Partai Ummat Respons Usulan Yusril Ihza Terkait Ambang Batas Parlemen

Partai Ummat Respons Usulan Yusril Ihza Terkait Ambang Batas Parlemen
Foto: Ilustrasi Partai Ummat Respons Usulan Yusril Ihza Terkait Ambang Batas Parlemen.

Sekretaris Jenderal Partai Ummat Taufik Hidayat menanggapi usulan Menteri Koordinator bidang Hukum, HAM, Imigrasi, dan Pemasyarakatan Yusril Ihza Mahendra mengenai penyesuaian ambang batas parlemen dengan jumlah komisi di DPR pada Selasa (5/5/2026).

Langkah ini dipandang sebagai solusi penengah di tengah wacana partai-partai besar yang berupaya menaikkan persentase ambang batas parlemen atau parliamentary threshold.
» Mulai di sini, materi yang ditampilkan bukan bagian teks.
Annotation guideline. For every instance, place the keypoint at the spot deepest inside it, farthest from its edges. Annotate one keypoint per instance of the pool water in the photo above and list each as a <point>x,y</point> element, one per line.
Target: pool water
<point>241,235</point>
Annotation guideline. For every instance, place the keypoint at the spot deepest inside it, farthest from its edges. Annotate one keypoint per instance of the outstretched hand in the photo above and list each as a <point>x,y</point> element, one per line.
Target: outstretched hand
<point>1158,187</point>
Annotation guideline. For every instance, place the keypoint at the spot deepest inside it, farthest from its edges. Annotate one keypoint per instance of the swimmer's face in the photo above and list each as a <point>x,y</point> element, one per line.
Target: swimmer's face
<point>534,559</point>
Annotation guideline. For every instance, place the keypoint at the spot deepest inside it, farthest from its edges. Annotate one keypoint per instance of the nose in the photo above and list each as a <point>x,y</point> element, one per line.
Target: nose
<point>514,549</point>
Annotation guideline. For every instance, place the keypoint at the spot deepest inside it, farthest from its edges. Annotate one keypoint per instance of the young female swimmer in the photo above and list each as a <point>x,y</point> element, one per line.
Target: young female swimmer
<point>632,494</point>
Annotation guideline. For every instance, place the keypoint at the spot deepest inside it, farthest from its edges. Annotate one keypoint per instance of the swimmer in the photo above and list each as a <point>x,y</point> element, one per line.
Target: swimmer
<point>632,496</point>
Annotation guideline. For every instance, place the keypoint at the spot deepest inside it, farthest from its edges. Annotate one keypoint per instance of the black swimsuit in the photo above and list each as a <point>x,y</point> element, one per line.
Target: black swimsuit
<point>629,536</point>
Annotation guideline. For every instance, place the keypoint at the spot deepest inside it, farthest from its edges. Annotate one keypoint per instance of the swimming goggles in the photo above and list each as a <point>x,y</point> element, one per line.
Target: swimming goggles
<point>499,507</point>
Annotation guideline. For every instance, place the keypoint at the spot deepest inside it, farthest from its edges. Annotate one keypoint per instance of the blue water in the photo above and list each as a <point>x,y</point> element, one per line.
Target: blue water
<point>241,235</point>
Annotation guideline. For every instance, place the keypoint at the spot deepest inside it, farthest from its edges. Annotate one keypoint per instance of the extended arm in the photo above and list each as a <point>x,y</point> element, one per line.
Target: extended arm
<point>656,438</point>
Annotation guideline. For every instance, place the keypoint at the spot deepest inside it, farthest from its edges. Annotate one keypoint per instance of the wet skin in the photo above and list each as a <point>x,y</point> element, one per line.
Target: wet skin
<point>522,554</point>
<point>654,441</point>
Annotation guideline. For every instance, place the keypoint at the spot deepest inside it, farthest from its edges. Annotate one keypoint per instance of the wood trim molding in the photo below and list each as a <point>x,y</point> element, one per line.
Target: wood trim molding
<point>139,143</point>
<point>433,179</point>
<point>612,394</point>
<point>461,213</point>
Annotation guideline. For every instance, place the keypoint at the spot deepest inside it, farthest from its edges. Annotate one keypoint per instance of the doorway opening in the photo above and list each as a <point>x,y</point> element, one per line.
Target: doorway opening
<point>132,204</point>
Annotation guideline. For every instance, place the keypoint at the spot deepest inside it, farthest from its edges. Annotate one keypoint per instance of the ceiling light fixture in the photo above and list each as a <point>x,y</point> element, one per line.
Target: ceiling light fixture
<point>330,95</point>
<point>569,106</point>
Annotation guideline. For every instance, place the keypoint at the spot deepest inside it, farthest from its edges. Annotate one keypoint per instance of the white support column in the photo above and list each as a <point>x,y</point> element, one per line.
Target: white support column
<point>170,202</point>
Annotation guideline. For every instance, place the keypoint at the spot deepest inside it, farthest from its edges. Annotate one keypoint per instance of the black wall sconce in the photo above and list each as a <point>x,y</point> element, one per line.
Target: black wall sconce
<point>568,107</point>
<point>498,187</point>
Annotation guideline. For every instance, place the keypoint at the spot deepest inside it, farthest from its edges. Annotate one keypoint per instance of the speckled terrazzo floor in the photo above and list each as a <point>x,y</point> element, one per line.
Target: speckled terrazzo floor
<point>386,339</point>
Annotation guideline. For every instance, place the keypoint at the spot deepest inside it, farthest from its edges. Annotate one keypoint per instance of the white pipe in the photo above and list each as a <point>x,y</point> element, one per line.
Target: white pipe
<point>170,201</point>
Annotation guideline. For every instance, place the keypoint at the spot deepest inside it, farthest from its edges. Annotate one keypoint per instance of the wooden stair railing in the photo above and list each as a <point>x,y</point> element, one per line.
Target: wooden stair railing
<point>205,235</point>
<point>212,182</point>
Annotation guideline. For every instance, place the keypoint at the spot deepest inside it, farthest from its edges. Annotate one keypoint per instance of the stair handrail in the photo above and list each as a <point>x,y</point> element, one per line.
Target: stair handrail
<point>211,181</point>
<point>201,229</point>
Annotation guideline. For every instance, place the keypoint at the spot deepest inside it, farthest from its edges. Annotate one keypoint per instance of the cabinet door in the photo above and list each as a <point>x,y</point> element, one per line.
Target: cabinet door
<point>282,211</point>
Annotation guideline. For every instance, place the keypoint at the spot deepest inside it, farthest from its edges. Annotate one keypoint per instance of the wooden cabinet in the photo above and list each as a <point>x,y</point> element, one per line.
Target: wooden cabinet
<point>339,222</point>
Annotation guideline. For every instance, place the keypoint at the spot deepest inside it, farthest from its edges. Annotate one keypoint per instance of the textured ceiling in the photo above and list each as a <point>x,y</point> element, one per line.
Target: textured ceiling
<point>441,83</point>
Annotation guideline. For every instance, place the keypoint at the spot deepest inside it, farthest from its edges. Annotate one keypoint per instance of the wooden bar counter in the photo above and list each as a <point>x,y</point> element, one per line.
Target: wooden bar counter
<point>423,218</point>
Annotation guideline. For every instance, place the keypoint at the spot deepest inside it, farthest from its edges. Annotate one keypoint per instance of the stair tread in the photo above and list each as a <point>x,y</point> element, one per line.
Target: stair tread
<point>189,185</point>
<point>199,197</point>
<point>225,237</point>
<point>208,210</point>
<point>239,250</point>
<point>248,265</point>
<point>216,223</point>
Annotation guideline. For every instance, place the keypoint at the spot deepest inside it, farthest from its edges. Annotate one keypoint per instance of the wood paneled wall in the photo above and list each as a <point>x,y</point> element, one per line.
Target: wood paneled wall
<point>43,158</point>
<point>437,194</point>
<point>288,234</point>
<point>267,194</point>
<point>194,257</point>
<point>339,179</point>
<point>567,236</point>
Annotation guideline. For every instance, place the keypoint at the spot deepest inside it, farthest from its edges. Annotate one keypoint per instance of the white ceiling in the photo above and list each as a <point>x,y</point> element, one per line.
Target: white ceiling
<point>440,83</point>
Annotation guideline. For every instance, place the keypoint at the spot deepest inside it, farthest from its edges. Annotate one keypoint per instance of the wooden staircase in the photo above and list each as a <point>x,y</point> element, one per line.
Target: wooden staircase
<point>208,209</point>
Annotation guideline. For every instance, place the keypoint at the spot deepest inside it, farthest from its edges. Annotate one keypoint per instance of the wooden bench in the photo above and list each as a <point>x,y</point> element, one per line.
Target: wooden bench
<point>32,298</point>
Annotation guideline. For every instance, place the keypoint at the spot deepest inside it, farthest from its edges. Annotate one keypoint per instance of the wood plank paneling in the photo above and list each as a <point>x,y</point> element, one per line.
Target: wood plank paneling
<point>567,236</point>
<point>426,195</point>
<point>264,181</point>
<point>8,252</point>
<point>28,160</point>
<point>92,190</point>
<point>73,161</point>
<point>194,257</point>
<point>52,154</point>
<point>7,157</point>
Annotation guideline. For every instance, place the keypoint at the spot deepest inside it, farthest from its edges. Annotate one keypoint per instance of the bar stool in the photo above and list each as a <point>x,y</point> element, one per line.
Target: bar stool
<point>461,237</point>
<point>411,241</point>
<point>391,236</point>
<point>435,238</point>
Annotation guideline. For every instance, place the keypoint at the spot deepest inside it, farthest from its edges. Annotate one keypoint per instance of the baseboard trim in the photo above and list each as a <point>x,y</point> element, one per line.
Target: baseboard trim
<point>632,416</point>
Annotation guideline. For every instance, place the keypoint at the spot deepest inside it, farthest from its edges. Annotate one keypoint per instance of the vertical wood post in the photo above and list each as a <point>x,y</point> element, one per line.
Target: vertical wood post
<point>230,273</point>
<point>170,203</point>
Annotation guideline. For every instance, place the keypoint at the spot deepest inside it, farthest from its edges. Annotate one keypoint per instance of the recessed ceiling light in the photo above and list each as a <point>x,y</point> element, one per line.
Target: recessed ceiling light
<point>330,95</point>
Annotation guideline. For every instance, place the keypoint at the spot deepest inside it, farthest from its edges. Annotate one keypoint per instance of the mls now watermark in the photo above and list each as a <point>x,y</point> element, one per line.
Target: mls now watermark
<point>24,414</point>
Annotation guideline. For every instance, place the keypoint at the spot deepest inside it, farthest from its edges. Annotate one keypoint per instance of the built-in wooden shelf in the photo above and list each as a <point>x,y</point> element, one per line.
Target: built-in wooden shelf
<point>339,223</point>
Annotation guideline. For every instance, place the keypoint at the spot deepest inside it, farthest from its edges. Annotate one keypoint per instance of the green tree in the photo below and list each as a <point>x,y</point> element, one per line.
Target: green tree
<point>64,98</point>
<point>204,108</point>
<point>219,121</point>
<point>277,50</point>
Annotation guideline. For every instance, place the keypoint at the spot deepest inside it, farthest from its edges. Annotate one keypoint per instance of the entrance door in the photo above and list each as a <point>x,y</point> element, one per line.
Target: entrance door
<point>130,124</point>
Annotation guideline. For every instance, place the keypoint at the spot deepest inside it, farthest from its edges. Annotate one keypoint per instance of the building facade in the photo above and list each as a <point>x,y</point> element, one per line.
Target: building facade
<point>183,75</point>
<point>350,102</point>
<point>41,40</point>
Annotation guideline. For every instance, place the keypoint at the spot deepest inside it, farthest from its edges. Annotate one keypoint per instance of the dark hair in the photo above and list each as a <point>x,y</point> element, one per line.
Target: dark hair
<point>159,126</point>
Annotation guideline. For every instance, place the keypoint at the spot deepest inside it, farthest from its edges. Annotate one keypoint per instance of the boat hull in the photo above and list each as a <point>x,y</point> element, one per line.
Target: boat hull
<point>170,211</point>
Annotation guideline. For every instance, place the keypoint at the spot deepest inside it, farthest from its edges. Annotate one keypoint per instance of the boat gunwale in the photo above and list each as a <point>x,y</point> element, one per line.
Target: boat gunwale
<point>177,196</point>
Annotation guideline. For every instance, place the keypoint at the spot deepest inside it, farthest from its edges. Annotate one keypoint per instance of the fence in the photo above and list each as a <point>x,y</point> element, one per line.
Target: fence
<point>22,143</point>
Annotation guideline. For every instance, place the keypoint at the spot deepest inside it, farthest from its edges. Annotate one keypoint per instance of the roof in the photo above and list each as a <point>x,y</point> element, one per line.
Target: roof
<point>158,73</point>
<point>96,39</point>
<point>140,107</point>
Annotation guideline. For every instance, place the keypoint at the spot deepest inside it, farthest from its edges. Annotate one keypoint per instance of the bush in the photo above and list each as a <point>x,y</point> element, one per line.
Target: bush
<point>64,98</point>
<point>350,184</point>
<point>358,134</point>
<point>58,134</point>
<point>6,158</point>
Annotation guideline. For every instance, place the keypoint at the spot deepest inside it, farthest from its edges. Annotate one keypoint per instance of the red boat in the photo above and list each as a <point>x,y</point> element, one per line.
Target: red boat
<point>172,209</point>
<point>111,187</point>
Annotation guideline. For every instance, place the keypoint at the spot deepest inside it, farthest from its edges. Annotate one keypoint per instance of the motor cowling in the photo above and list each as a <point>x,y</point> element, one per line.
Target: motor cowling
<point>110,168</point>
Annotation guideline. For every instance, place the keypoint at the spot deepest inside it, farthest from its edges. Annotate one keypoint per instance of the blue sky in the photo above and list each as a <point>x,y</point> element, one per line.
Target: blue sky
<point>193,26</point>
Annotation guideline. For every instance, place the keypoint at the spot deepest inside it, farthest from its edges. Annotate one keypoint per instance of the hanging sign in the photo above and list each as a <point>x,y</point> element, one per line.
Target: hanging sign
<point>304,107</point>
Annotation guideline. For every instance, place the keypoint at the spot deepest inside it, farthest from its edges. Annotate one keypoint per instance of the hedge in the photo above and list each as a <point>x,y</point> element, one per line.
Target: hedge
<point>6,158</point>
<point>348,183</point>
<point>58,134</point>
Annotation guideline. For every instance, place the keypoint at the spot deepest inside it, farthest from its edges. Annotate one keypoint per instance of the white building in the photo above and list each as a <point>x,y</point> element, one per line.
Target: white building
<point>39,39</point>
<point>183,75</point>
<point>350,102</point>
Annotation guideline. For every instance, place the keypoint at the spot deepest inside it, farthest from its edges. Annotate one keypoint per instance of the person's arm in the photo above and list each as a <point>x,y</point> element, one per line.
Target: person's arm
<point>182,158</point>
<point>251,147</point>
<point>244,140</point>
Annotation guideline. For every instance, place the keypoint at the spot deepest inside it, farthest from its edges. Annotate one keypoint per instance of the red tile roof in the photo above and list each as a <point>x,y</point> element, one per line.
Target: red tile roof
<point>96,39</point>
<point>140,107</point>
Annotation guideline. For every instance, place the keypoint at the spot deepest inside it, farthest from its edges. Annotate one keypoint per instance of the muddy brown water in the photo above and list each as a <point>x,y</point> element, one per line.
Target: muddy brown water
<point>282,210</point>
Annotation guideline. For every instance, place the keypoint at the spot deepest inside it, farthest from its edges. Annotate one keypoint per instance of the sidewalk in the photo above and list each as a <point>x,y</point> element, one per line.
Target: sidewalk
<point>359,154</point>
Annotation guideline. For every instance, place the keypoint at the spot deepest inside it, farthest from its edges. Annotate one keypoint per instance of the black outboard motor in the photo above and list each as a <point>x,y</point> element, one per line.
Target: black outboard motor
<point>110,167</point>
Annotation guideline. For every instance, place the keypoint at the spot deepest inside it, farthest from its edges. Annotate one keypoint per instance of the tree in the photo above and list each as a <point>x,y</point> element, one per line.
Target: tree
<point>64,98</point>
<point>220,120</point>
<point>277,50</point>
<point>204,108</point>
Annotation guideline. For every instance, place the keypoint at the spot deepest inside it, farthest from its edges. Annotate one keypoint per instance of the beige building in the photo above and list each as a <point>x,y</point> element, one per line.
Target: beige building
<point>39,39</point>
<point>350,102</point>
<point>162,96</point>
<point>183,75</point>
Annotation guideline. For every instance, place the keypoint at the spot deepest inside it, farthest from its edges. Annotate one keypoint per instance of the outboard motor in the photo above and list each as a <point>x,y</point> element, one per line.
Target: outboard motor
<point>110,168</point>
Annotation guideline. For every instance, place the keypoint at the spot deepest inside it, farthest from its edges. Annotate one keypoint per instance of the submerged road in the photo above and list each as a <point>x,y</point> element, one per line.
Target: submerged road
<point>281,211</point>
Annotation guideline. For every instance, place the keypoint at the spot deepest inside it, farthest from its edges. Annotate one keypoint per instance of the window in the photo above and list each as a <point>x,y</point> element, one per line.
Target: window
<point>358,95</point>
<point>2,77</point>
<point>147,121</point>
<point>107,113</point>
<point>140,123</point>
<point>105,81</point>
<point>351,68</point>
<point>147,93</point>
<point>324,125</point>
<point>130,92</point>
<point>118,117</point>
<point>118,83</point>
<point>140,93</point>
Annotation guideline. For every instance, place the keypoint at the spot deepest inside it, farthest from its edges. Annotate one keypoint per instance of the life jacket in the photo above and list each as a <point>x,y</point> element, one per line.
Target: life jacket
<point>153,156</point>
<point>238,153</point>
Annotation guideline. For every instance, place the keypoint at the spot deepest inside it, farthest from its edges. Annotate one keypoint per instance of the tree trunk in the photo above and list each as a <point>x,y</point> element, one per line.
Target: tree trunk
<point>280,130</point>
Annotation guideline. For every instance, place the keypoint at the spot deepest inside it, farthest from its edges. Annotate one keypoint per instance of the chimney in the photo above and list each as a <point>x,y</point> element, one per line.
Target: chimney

Dilansir dari Nasional, Taufik menyebut skema tersebut memiliki kemiripan dengan aspirasi partainya.

Taufik Hidayat menjelaskan bahwa gagasan yang dilontarkan Yusril sejalan dengan usulan ambang batas 1 persen yang selama ini diperjuangkan oleh Partai Ummat untuk menjaga iklim demokrasi.

"Jadi kalau kami sih ya so so lah gitu istilahnya tidak terlalu juga nolak atau juga enggak terlalu menerima, tapi setidaknya ini jalan kompromi lah setidaknya kalau memang itu diterima," kata Taufik saat dihubungi Kompas.com, Selasa (5/5/2026).

Kritik tajam turut disampaikan Taufik terhadap fraksi-fraksi besar yang mengusulkan kenaikan ambang batas menjadi 5 hingga 10 persen. Ia menilai ambisi tersebut merupakan kemunduran demokrasi dan bentuk pengabaian terhadap putusan Mahkamah Konstitusi.

Penegasan diberikan kepada partai koalisi pemerintah agar tidak menunjukkan arogansi kekuasaan dengan menciptakan regulasi yang mempersempit ruang bagi partai politik kecil untuk berkontribusi.

"Janganlah berpikir anda sekarang lagi berkuasa, lagi banyak suara, anda berpikir anda akan terus punya suara," tegas Taufik.